Having lost our mother this week, my siblings and I (and extended family and friends) are undoubtedly full of multifaceted, complex, and conflicting emotions. We are full of pain from our lose and joy from our memories, hurt from regrets and happiness from our time together.
The aforementioned sources, especially Existentislism coupled with mindfulness, urges us to embrace each and ever moment in life and be attentive to them and our inner lives, which includes our emotions.
As saddening as losing a parent is, I believe there can be a silver lining to these dark clouds. That accepting all I’m feeling and embracing it will soften me, teach me, make me more gentle, make me more thankful, and cause me to love and live intentionally with meaning and purpose.

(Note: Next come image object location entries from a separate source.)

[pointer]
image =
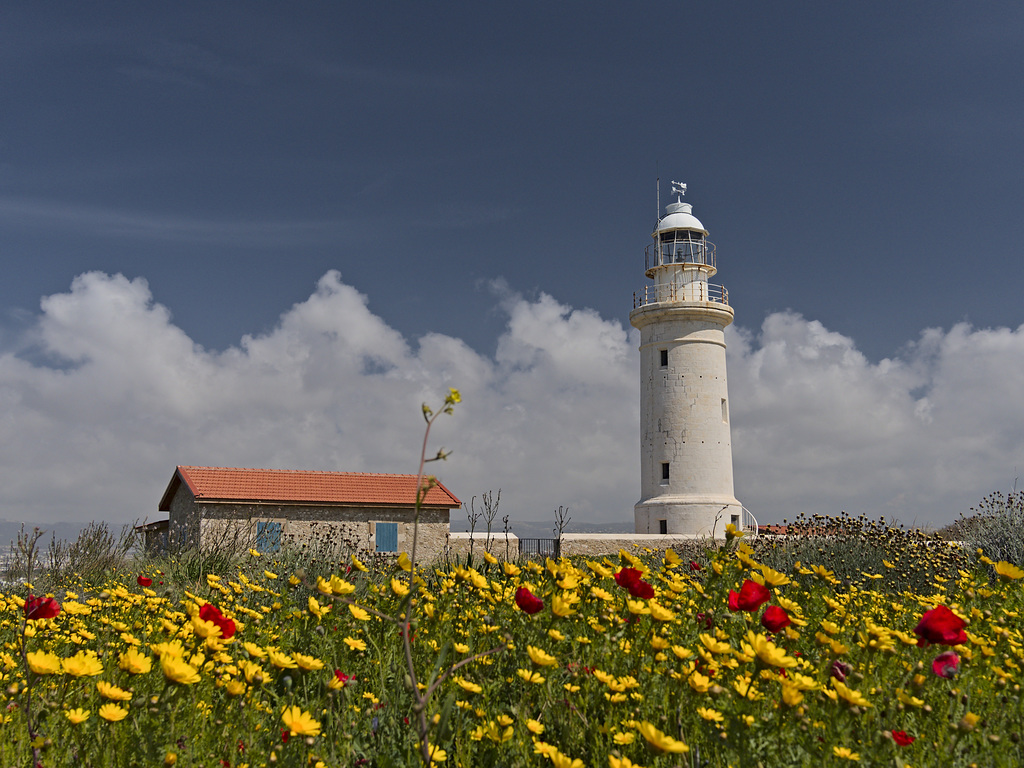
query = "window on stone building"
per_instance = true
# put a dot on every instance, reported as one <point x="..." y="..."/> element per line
<point x="386" y="536"/>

It can lead me to live in the here and now with courage, love, and vulnerability, which takes a great deal of daring.
My mother’s death is tragic, yes, but it can serve as a teacher along with her life, love, and memory. It can teach me to embrace the negative and good of all this life has to throw at us. It can teach me to embrace and be gentle with myself and what I feel. It can teach me hope, patience, love, and honesty with who I am and what I feel.
I’m trying not to ignore or resist any feeling this tragedy is bringing about, but to sit with them in this experience and listen to what they can teach me.
In the long run, it would be self-harming and self-destructive to not embrace the full emotional spectrum of this experience. It is going to be a few rough months, maybe even years. However, I feel I have to open myself up to all I feel, see, experience, and discover through this journey. Christ has walked through this very same journey with the human experience; I know He walks with me. I know He has trampled down death by death bestowing life upon those in the tombs!
Pray for me, dear friends, and my family and extended family.